Not surprisingly, the famous faces he was happiest to meet were Charles Leclerc and Carlos Sainz. “It was not like they asked me how it went but they knew that I had won in Monaco. That was special for me that they already knew that, which means that they follow. So that was really special.

“[It was] really cool to be with the Ferrari guys at Monaco. I mean, most of them I’ve seen in Maranello before, so it was cool to see them in action on track.”

And astonishingly this was, he tells Formula Scout, the first ever F1 race that he has watched live in person.

Watching the F1 drivers at close hand the level of focus of the drivers really made an impression. “There’s a lot of celebrities and family members coming and they are really isolated before the race or qualifying. You can’t really reach them. I’m really impressed with that because it’s not like us that we jump into the car and that’s it.”

On the same weekend as Monaco, Sweden took probably its most high-profile single-seater victory for over 20 years when Marcus Ericsson drank the milk at the Indianapolis 500. The two of them have been in touch, Beganovic says. “We did a podcast not long ago and after that we follow each other very well. I think he’s doing a really good job in IndyCar.”

Photo: IndyCar/Joe Skibinski

“Marcus winning Indy is something special for all the world, but also especially for the Swedish people watching at home.

“I think the last one was Kenny Brack that won the Indy 500, so it’s been a long time waiting. So it was a really good day for Swedish motorsport and because it also got me more into the picture as well,” he laughs.

There is still a long way to go, and Aron and Mini in particular are now right back in title contention, but Beganovic is quietly confident for the remainder of the season.

“I think we’ve had a good car in the first half of the season and I can’t see why we will not fight for the championship or for the wins in the second part of the season, as well,” he argues.

“We have some very good tracks from before. And there’s one new track for me, Budapest, but the team has a bit of experience from before, so I’m not too worried about it. It’s always very cool to come to a new track.”

Despite the points gap at the top, Beganovic continues to focus on race wins rather than collecting points towards the overall championship. “I approach every weekend like the start of the season. If you’re too conservative for the championship and you start thinking ‘I cannot take risks’, the other drivers will overtake you then [so] that’s completely the wrong thing to think.

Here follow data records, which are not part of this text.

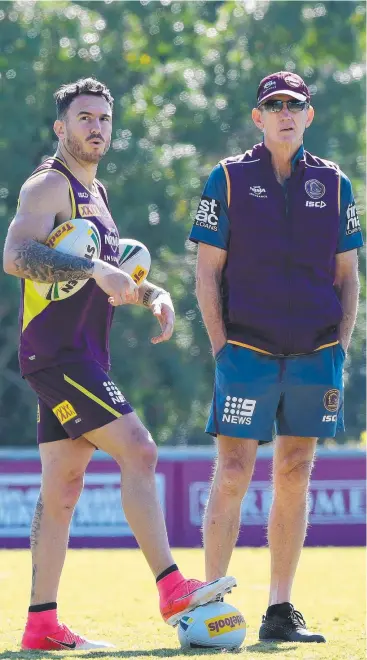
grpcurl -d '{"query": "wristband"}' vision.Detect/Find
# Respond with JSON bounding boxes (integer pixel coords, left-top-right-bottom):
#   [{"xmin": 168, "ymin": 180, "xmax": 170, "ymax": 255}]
[{"xmin": 143, "ymin": 287, "xmax": 170, "ymax": 307}]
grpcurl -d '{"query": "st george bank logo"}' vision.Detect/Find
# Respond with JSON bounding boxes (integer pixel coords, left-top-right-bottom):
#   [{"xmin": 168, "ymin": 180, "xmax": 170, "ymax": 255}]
[{"xmin": 205, "ymin": 614, "xmax": 246, "ymax": 637}]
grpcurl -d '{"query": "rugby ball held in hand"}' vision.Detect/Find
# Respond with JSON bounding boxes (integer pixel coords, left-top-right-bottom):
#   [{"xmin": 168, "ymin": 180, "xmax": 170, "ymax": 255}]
[
  {"xmin": 178, "ymin": 602, "xmax": 246, "ymax": 651},
  {"xmin": 118, "ymin": 238, "xmax": 151, "ymax": 286},
  {"xmin": 32, "ymin": 218, "xmax": 101, "ymax": 301}
]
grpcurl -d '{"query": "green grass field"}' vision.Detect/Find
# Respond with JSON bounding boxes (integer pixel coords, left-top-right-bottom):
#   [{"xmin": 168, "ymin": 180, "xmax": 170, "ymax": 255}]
[{"xmin": 0, "ymin": 547, "xmax": 365, "ymax": 660}]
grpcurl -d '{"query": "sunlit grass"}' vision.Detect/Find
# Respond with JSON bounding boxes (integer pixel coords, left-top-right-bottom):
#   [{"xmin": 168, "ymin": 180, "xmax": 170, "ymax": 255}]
[{"xmin": 0, "ymin": 547, "xmax": 365, "ymax": 659}]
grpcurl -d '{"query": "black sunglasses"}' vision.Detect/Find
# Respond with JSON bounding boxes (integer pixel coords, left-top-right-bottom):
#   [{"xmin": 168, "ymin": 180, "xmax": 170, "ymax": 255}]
[{"xmin": 259, "ymin": 99, "xmax": 309, "ymax": 113}]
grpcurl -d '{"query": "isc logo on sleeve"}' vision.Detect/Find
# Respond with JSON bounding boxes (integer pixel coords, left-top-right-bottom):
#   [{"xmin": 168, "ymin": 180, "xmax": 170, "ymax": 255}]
[
  {"xmin": 52, "ymin": 400, "xmax": 77, "ymax": 424},
  {"xmin": 194, "ymin": 196, "xmax": 220, "ymax": 231}
]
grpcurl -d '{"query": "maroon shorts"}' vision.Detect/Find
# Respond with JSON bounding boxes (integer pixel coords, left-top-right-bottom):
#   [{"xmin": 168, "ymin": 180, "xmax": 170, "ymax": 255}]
[{"xmin": 26, "ymin": 361, "xmax": 133, "ymax": 443}]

“Obviously, not making any stupid mistakes is very important. I learned from last season and the season before in Formula 4 that it’s so easy to make stupid mistakes, and I just try to avoid that and still be aggressive as ever on track,” to show the other drivers “that you’re not here to back off”.

For 2023, Beganovic hopes to “have the opportunity to go up with Prema to Formula 3.” There will obviously be multiple parties involved in the decision, led by him and his manager Rickard Rydell, the 1992 Macau Grand Prix winner-turned-touring car legend. “Then also the FDA have their impression about it, and even Prema if they think I need to do this or that.”

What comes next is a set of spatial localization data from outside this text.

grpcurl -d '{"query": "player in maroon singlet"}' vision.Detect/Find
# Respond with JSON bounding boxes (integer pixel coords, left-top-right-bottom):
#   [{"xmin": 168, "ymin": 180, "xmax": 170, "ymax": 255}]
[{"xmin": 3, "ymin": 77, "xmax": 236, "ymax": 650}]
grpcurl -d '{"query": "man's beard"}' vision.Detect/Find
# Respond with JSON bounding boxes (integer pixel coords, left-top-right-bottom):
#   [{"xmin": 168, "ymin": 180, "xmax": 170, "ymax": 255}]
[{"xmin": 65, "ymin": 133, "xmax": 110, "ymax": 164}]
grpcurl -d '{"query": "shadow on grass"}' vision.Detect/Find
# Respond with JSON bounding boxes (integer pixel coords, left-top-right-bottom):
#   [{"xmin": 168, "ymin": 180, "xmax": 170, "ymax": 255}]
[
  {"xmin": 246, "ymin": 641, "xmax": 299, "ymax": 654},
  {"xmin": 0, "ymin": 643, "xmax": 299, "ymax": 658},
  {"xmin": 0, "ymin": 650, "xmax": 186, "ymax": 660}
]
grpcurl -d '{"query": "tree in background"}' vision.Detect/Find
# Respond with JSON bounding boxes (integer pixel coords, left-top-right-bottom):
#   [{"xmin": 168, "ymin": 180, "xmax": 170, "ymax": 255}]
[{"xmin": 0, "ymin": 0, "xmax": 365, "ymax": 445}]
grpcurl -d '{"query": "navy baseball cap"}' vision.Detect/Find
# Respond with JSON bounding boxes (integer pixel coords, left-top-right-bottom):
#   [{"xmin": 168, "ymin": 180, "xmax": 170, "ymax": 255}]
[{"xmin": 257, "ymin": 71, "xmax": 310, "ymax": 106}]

“For the moment, I’m not talking about next year,” he says, but acknowledges that “probably Rickard is”. The focus is very much on finishing the job at hand: “First of all, what’s in my mind is just finishing the season and towards the end of the season start to think about next year, but the goal would be that next year I will step up to F3.”

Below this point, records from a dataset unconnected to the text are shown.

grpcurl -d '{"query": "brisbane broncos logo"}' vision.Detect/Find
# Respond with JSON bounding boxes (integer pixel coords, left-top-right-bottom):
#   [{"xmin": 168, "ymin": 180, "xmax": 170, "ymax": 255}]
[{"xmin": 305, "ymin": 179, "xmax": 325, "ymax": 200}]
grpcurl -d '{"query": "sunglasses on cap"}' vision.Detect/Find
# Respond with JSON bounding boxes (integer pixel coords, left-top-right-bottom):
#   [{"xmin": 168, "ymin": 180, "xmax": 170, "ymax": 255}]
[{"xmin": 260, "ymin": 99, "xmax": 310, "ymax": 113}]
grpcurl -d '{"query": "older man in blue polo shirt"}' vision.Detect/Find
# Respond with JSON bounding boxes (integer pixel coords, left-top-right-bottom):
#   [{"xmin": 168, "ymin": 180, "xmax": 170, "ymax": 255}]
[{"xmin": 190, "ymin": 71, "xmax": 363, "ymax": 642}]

Competition for places within Prema’s FIA F3 team is likely to be intense, with team-mates Aron and Montoya looking to move up, plus potentially the squad’s F4 wunderkind Andrea Kimi Antonelli, skipping FREC to jump straight to F3, as well as any of the current line-up staying on for another year.

But if Beganovic keeps performing at the same level in the remaining five rounds, his call on a Prema seat in FIA F3 will be hard to resist. And maybe Swedish fans will have a countryman to cheer for on grand prix weekends on this side of the Atlantic too. Now, that really would be ‘cool’.